Yangco vs. Rohde, 1 Phil., 404, No. 996 October 13, 1902
MARRIAGE AND DIVORCE; ALIMONY; PROHIBITION.—Where the
answer to a complaint alleging marriage and praying for a divorce denies the
fact of marriage, the court exceeds its jurisdiction in granting alimony, and
the enforcement of an order granting it will be restrained by the writ of
prohibition.
The right of a wife to support depends upon her status as such, and where
the existence of the status is put in issue by the pleading it can not be
presumed to exist for the purpose of granting alimony.

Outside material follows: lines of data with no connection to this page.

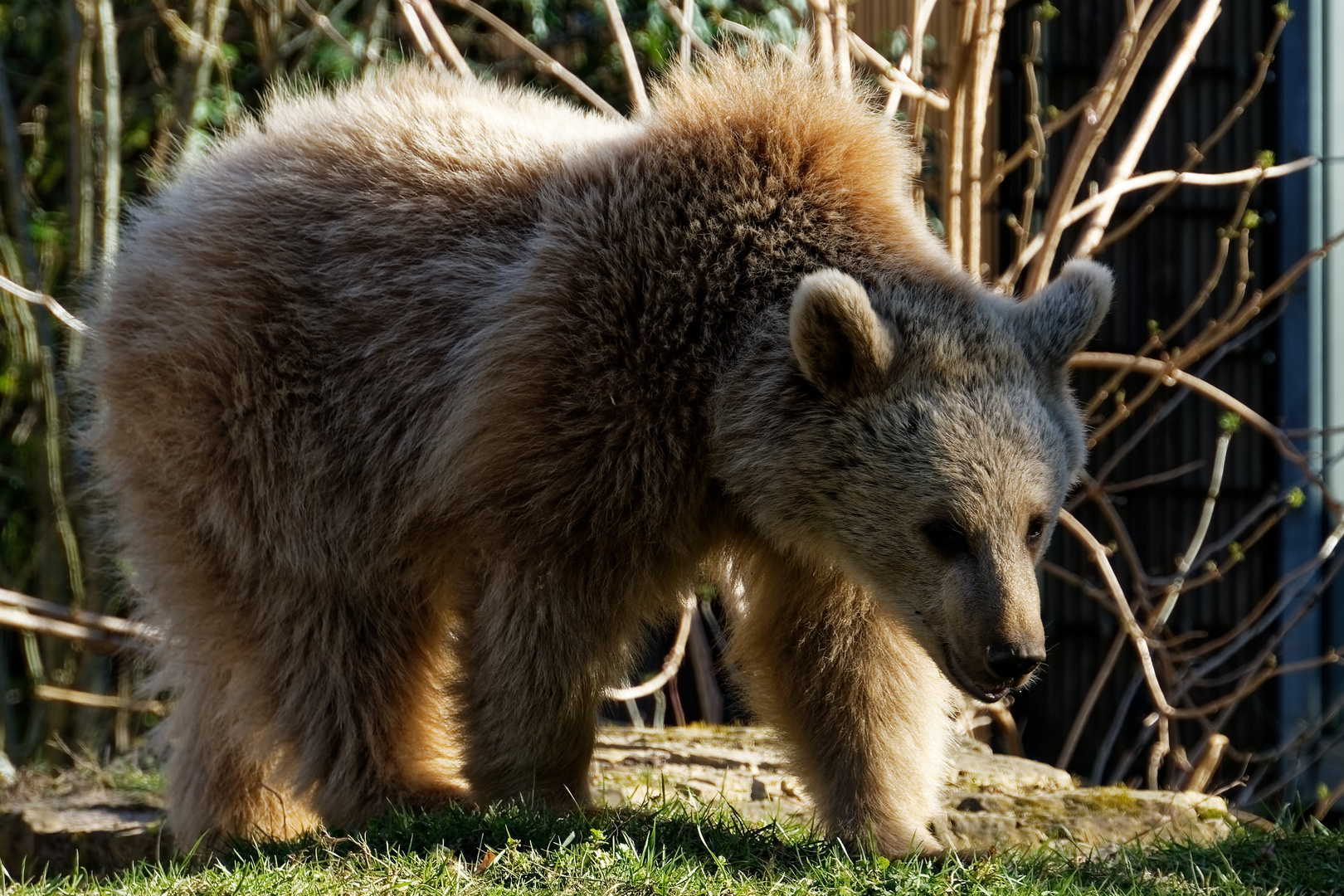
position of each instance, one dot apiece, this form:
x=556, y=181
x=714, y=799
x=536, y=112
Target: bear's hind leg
x=538, y=655
x=864, y=705
x=221, y=762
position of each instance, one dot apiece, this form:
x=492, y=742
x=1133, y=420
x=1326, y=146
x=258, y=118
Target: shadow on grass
x=1307, y=859
x=661, y=832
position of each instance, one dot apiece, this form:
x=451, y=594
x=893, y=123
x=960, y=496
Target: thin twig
x=1142, y=129
x=670, y=665
x=89, y=635
x=1142, y=182
x=112, y=134
x=543, y=61
x=1127, y=617
x=413, y=23
x=1198, y=153
x=46, y=301
x=1127, y=56
x=1174, y=377
x=639, y=99
x=1196, y=540
x=894, y=78
x=442, y=41
x=986, y=50
x=687, y=30
x=113, y=625
x=97, y=700
x=325, y=26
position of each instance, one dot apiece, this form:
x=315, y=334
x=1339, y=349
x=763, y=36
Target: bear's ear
x=1064, y=316
x=839, y=340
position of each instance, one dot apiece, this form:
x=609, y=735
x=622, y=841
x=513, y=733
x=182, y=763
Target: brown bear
x=421, y=401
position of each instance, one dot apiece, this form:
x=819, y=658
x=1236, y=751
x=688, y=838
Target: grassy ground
x=672, y=850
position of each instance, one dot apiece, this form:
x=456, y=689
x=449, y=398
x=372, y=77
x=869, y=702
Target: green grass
x=674, y=850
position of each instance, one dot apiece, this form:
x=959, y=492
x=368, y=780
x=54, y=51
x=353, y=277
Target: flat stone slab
x=993, y=801
x=99, y=830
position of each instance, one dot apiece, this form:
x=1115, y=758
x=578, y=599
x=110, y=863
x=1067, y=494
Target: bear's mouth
x=968, y=684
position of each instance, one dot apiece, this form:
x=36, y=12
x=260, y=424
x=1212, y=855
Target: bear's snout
x=1014, y=661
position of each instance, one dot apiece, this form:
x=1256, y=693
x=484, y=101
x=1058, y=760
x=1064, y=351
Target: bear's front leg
x=863, y=705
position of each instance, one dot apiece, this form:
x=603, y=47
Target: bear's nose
x=1012, y=661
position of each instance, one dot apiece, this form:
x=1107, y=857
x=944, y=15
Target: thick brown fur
x=420, y=402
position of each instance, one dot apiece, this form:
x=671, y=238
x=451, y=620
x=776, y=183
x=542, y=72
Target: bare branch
x=1147, y=123
x=543, y=61
x=670, y=665
x=46, y=301
x=97, y=700
x=639, y=99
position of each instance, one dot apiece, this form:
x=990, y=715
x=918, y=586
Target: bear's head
x=923, y=438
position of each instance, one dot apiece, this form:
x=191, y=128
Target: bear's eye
x=1035, y=528
x=947, y=538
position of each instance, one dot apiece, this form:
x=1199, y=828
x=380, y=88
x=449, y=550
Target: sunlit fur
x=418, y=403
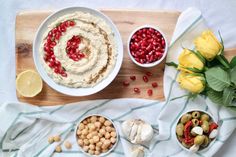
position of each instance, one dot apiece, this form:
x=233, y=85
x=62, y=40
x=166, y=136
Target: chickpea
x=205, y=117
x=97, y=152
x=50, y=140
x=101, y=119
x=196, y=114
x=58, y=149
x=81, y=126
x=86, y=148
x=91, y=141
x=97, y=124
x=195, y=122
x=57, y=138
x=180, y=129
x=102, y=139
x=113, y=140
x=78, y=132
x=92, y=147
x=198, y=140
x=102, y=131
x=108, y=129
x=104, y=150
x=205, y=126
x=86, y=142
x=80, y=142
x=67, y=144
x=93, y=119
x=91, y=152
x=113, y=134
x=84, y=132
x=185, y=118
x=107, y=135
x=95, y=139
x=89, y=136
x=85, y=122
x=107, y=123
x=99, y=144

Lerma vs. Court of Appeals,


61 SCRA 440, No. L-33352 December 20, 1974
Support pendente lite; Petition for support filed in bad faith; Effect of.—The
right to separate support or maintenance, even from the conjugal partnership
property, presupposes the existence of a justifiable cause for the spouse
claiming such right to live separately. This is implicit in Article 104 of the Civil
Code, which states that after the filing of the petition for legal separation the
spouses shall be entitled to live separately from each other. A petition in bad
faith, such as that filed by one who is himself or herself guilty of an act which
constitutes a ground for legal separation at the instance of the other spouse,
cannot be considered as within the intendment of the law granting separate
support.
Same; When obligation to give support ceases.—In fact under Article 303 of
the same Code the obligation to give support shall cease “when the recipient,
be he a forced heir or not, has committed some act which gives rise to
disinheritance;” and under Article 921 one of the causes for disinheriting a
spouse is “when the spouse has given cause for legal separation.” The loss
of the substantive right to support in such a situation is incompatible with any
claim for support pendente lite.
Same; Right to support under article 292 of the Civil code; When right may
be invoked.—Article 292 of the Civil Code is not in itself the source of the
legal right to receive support. It merely states that the support, not only of the
spouses but also of the children, shall be taken from the conjugal property
during the pendency of the legal separation proceeding. It does not preclude
the loss of such right in certain cases. In the second place, the said article
contemplates the pendency of a court action and, inferentially at least, a
prima facie showing that the action will prosper. For if the action is shown to
be groundless the mere filing thereof will not necessarily set Article 292 in
operation.
Same; Provisional determination by court of pertinent facts; Adultery as a
defense; Case at bar.—In a provisional sense at least, within the meaning of
Section 5 of Rule 61 of the Rules of Court the probable failure of the
respondent’s suit for legal separation can be foreseen since she is not an
innocent spouse, having been convicted of adultery by the Court of First
Instance. It is true that the judgment of conviction is on appeal in the Court
of Appeals, but the same undoubtedly satisfies the standard of provisional
showing set by the aforesaid Rule. If legal separation cannot be claimed by
the guilty spouse in the first place, the fact that an action for that purpose is
filed anyway should not be permitted to be used as a means to obtain support
pendente lite, which, without such action, would be denied on the strength of
the decisions of this Court recognizing adultery as a good defense.